Flexible Architecture for Testing Connected Vehicles in Realistic Traffic

Connected vehicles have the potential to transform the way we commute and travel in a multitude of ways. Vehicles will cooperate and coordinate with each other to solve problems appropriate for the environment in which they are operating. In this paper, we focus on the development of test equipment that includes the infrastructure and vehicles to measure and record all of the information necessary to quantify the performance of cooperative driving algorithms in realistic scenarios. The system allows tests to include real vehicles on the track and virtual vehicles in a digital twin. Real and virtual vehicles interact through the road-side units and test facility network, allowing each test vehicle to receive messages from virtual vehicles as well as the infrastructure. Messages transmitted from the test vehicles are received in the digital twin, allowing the real vehicle to interact with virtual vehicles.

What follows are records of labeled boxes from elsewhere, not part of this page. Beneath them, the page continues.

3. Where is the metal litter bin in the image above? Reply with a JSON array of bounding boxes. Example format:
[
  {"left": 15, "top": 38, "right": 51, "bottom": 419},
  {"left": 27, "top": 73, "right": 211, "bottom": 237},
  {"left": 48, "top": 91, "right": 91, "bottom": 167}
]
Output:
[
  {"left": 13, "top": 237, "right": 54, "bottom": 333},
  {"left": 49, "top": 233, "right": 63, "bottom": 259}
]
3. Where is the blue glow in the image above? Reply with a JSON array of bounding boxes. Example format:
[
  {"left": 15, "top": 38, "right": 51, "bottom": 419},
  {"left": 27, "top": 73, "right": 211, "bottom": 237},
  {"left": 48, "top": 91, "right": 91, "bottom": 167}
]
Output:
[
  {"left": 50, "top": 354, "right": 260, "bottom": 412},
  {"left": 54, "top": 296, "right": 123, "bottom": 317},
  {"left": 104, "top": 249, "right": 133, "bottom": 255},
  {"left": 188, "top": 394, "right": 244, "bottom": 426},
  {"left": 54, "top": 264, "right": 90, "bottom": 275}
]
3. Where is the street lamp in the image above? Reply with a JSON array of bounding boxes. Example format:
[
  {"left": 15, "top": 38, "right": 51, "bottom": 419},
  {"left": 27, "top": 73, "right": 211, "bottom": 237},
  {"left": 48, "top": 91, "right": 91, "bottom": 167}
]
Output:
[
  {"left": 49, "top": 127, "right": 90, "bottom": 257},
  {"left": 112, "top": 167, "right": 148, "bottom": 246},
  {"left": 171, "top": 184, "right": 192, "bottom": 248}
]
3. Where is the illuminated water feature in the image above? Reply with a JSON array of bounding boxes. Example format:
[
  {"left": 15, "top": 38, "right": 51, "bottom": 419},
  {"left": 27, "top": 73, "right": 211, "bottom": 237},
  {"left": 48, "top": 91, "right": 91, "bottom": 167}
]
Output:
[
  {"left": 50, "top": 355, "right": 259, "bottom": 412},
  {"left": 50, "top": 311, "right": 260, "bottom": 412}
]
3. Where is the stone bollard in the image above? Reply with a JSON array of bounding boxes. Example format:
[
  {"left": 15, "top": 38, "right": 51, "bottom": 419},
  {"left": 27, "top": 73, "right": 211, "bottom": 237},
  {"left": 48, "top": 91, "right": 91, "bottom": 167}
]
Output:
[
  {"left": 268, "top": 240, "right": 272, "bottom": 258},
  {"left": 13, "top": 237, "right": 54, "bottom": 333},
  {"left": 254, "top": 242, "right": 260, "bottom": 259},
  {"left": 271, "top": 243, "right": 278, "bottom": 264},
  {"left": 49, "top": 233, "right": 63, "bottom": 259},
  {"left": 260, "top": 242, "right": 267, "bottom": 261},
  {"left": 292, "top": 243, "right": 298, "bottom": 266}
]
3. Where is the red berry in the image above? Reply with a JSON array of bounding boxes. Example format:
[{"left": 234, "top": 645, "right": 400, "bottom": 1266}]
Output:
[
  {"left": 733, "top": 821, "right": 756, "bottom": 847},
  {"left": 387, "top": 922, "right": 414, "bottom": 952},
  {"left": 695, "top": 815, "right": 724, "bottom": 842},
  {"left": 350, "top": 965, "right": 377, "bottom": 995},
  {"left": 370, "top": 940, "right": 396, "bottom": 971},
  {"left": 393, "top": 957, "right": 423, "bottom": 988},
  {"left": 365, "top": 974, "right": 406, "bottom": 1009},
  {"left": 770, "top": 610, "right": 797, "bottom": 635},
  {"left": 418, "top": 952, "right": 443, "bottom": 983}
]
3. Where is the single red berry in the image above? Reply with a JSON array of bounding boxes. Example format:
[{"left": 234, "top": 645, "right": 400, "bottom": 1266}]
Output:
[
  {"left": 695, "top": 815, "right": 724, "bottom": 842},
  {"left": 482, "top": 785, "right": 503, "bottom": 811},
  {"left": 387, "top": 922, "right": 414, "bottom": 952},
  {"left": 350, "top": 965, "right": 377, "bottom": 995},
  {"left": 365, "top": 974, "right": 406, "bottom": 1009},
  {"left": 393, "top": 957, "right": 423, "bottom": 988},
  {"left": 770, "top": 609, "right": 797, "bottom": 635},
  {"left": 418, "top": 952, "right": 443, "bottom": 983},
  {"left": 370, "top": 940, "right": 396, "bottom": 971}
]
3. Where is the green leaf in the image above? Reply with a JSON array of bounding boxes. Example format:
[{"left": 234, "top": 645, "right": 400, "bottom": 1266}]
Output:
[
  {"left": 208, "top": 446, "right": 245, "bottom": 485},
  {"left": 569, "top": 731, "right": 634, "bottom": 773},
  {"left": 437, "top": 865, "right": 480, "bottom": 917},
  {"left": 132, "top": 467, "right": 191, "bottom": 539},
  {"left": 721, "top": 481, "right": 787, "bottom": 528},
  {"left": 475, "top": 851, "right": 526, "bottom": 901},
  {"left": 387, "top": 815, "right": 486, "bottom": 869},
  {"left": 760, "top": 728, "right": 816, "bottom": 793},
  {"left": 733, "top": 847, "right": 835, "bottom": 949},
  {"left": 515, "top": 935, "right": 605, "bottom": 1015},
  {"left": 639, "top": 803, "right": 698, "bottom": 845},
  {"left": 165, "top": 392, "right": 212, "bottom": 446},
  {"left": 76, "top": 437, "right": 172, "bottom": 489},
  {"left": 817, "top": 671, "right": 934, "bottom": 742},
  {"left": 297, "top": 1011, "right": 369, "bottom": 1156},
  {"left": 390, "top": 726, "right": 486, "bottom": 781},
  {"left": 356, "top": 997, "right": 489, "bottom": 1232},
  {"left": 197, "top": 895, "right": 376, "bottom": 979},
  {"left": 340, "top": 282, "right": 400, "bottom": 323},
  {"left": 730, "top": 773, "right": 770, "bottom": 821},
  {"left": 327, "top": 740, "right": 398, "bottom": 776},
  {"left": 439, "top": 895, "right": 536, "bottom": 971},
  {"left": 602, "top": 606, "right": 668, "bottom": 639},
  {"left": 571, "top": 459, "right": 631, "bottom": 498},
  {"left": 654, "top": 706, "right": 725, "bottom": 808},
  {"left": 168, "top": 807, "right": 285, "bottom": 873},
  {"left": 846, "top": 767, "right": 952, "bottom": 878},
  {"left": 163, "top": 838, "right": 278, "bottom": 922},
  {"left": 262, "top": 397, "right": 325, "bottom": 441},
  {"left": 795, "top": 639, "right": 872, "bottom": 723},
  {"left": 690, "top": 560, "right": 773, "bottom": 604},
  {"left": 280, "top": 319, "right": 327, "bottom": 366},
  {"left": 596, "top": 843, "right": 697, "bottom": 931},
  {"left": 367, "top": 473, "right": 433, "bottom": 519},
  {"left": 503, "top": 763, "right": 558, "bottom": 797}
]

This provides the capability to test algorithms in congested traffic without the expense and risk of conducting tests with many cars. The system is shown to allow for real-time operation of connected vehicles in closed loop operation using industry standard networks, along with a protocol for centralized traffic management, which is not currently standardized. Tests have been performed at highway speeds. The architecture has a low barrier to entry application programming interface for its vehicle to infrastructure network that utilizes the Robotic Operating System interface. The paper describes the development and integration of components and protocols, characterization of the network performance, methods for recording data referenced to a single clock, and demonstration of the repeatability of measurements made on test vehicles. The discussion at the end of the paper looks at current research on the impact of cooperative driving algorithms on energy efficiency and traffic flow.